Jules decides to T.P. the skater kids’ house for revenge, but because everyone knew that’s what she’d want to do, they show up in her house wearing black. And, in Laurie’s case, an eighties roller-skating outfit. The repeated suggestion that Jules is predictable bothers her, which is understandable because that is an incredibly annoying thing to be told. It will only ever be heard as “boring,” so that’s how she feels. In an attempt to break the mold, Jules decides to have mouth guard sex with Grayson. It appears that she used her mouth guard as a sort of removable chastity belt of the mouth until this point, but all bets are off now that everyone thinks she’s so dull. After they have sex, Jules sneaks off to find a sleeping (and naked!) Tom, and beckons him to head out on the T.P. mission, just the two of them.

Laurie finds Jules and Tom sneaking off and joins in on the mission, having given Jules what she says is the address to one of the skater boys’ homes. (This is a poorly distributed revenge tactic.) They carry out a truly magnificent, improbable T.P. job — Jules, hilariously, yelling “REVENGEANCE IS MINE!” — and finish just as a cop car pulls up. Laurie runs off to avoid her third strike against the law, Tom offers to “create a distraction” and gets himself tasered, and Jules is forced to fend for herself. She sneezes, though, and gets caught in the light.
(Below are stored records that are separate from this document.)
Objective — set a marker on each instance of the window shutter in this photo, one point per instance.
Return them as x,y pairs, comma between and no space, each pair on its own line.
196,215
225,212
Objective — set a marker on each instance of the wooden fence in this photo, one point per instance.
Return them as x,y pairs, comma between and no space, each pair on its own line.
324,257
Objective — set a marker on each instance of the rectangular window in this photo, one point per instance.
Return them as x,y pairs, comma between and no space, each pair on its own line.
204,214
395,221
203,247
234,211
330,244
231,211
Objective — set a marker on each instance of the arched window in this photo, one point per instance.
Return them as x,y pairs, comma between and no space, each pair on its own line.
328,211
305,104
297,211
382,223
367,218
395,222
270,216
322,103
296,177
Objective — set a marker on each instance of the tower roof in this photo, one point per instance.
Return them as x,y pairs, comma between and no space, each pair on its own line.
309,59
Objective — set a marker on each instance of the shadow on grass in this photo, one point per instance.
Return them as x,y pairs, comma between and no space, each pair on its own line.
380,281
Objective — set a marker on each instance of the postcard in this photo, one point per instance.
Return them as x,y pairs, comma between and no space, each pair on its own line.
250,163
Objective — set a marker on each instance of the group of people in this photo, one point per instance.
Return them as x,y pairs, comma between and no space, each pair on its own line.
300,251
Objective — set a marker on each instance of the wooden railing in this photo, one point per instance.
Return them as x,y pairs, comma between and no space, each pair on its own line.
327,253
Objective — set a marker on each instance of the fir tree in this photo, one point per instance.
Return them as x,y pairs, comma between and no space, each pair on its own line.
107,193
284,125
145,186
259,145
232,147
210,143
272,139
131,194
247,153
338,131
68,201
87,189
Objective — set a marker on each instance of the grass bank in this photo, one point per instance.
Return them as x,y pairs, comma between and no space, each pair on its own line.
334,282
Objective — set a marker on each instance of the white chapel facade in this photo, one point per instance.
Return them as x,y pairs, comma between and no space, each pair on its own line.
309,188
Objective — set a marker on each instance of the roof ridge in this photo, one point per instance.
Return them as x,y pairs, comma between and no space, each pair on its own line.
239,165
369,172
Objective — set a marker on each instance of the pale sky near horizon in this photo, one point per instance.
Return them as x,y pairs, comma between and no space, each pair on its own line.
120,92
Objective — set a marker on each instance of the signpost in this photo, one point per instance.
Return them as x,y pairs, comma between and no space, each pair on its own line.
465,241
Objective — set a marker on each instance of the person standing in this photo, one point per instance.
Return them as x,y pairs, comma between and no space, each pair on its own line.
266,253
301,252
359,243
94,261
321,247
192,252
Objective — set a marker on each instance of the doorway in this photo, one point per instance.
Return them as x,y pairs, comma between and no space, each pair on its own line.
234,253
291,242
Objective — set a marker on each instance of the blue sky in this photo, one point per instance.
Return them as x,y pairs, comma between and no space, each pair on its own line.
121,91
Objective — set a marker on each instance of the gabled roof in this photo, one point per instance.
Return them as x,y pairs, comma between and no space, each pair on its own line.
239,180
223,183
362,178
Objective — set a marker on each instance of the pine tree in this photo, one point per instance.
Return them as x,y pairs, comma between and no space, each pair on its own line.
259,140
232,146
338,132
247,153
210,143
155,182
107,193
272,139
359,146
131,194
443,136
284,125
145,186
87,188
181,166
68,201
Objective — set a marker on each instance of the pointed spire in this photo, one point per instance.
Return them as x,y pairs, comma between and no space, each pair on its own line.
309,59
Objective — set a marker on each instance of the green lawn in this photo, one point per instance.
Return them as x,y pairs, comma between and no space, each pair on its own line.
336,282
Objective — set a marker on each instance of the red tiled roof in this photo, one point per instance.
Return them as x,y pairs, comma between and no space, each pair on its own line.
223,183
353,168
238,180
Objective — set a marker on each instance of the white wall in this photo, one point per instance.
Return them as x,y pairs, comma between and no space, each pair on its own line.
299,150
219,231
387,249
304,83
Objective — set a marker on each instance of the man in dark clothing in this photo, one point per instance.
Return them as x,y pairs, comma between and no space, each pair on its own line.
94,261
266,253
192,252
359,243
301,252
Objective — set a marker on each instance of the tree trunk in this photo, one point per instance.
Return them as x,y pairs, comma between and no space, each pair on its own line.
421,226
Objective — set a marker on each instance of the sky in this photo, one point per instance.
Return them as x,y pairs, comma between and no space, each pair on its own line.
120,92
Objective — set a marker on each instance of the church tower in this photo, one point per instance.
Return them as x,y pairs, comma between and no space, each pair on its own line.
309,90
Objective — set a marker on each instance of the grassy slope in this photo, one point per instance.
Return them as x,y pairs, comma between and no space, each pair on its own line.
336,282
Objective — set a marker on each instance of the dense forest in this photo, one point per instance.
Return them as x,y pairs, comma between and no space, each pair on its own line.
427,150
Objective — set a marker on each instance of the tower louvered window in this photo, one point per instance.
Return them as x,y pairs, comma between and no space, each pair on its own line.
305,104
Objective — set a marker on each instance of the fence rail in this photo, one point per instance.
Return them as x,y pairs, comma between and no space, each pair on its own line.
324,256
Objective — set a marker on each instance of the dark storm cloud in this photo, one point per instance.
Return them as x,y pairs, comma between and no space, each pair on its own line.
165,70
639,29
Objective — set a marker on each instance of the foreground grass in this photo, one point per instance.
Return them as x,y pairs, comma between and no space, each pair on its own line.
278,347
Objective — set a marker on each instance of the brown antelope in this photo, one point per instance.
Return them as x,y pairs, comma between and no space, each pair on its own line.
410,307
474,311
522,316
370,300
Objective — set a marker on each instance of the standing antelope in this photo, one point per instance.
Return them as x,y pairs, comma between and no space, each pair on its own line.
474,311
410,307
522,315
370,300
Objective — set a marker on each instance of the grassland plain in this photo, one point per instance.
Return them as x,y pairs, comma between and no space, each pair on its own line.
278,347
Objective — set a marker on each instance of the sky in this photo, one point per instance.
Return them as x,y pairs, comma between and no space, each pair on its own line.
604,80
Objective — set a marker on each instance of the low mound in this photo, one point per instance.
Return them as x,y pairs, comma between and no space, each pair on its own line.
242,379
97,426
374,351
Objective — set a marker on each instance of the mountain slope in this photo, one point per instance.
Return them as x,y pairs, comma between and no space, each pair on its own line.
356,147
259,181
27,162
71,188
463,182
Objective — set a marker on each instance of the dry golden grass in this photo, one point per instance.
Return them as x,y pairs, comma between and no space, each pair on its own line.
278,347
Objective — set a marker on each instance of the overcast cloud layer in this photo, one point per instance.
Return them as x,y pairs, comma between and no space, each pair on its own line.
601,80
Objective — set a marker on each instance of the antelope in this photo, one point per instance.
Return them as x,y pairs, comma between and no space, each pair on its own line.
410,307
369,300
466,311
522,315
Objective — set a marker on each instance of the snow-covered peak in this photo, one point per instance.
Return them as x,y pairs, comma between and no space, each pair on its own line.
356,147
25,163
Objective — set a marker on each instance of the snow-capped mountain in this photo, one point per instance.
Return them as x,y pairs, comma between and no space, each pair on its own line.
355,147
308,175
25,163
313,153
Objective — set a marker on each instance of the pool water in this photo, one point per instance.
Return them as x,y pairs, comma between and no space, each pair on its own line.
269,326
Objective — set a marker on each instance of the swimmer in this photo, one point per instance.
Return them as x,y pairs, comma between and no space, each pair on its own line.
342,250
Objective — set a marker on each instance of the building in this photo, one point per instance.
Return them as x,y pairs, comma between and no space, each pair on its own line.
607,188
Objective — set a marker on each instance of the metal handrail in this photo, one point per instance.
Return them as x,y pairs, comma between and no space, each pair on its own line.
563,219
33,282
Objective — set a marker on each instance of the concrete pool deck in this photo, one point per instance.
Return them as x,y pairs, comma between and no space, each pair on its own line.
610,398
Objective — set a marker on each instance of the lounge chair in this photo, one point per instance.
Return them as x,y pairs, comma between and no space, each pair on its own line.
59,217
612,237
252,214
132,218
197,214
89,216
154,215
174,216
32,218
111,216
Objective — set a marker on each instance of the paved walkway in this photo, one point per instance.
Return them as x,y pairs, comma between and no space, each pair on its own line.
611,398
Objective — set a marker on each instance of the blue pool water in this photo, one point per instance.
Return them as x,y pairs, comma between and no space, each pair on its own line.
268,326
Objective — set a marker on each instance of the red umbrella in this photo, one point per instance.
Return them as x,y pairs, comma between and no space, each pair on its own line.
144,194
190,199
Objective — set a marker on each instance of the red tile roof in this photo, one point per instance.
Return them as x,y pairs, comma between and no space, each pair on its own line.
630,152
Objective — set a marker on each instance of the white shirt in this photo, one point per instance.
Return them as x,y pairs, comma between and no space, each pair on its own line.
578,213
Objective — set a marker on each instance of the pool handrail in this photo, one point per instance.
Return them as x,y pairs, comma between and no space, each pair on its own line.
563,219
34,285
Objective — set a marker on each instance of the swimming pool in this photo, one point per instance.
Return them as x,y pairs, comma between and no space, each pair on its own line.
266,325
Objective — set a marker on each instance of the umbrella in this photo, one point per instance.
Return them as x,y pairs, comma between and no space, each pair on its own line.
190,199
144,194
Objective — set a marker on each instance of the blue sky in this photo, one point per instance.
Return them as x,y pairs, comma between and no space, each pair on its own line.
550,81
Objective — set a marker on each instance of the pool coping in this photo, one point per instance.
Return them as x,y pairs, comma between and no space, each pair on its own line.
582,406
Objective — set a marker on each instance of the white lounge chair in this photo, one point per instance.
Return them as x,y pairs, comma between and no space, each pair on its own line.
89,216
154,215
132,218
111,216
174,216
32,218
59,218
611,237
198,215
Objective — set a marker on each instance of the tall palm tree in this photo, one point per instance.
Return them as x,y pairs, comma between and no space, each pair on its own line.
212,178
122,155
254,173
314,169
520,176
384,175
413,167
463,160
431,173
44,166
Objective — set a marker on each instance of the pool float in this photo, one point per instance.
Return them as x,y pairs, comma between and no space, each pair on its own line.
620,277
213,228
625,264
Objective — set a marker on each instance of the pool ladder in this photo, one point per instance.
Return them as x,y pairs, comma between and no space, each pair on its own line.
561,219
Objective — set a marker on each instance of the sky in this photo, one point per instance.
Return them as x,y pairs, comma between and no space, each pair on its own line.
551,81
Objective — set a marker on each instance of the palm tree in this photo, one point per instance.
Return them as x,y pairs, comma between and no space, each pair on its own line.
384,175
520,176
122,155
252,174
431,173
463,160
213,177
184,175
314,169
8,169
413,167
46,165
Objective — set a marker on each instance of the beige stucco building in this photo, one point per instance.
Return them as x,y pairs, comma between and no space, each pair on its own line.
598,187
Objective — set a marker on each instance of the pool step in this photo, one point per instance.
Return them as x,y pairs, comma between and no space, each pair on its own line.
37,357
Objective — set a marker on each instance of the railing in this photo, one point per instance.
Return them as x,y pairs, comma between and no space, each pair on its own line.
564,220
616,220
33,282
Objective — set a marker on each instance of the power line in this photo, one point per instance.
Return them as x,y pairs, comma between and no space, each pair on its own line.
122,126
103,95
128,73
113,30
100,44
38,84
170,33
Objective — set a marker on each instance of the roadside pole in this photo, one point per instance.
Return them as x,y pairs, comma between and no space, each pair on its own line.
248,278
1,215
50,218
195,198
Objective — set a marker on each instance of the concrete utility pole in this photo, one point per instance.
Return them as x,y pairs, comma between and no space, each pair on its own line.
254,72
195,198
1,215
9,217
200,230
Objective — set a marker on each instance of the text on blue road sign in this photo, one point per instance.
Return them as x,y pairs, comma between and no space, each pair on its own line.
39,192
It isn’t a cop, but Grayson, dressed as one. It wasn’t the skater boys who sharked Jules’s car, it was him. He even gave a fake address — the empty house is one of Jules’s real estate listings. Jules, top-notch real estate agent to nobody, doesn’t recognize the place. Everyone she loves shows up to surprise her (even her ex-husband, awkward!), and it really is a fairy tale. A beautiful, touching, toilet-paper-covered fairy tale. Grayson gets down on one knee and proposes, and Jules is speechless. For Jules, anyway. She manages to say yes, and to tell him how happy he makes her. Then they kiss in front of everyone, and it’s completely perfect. They later “re-create” a romantic mountaintop proposal in front of the green screen, but even that can’t touch the real thing.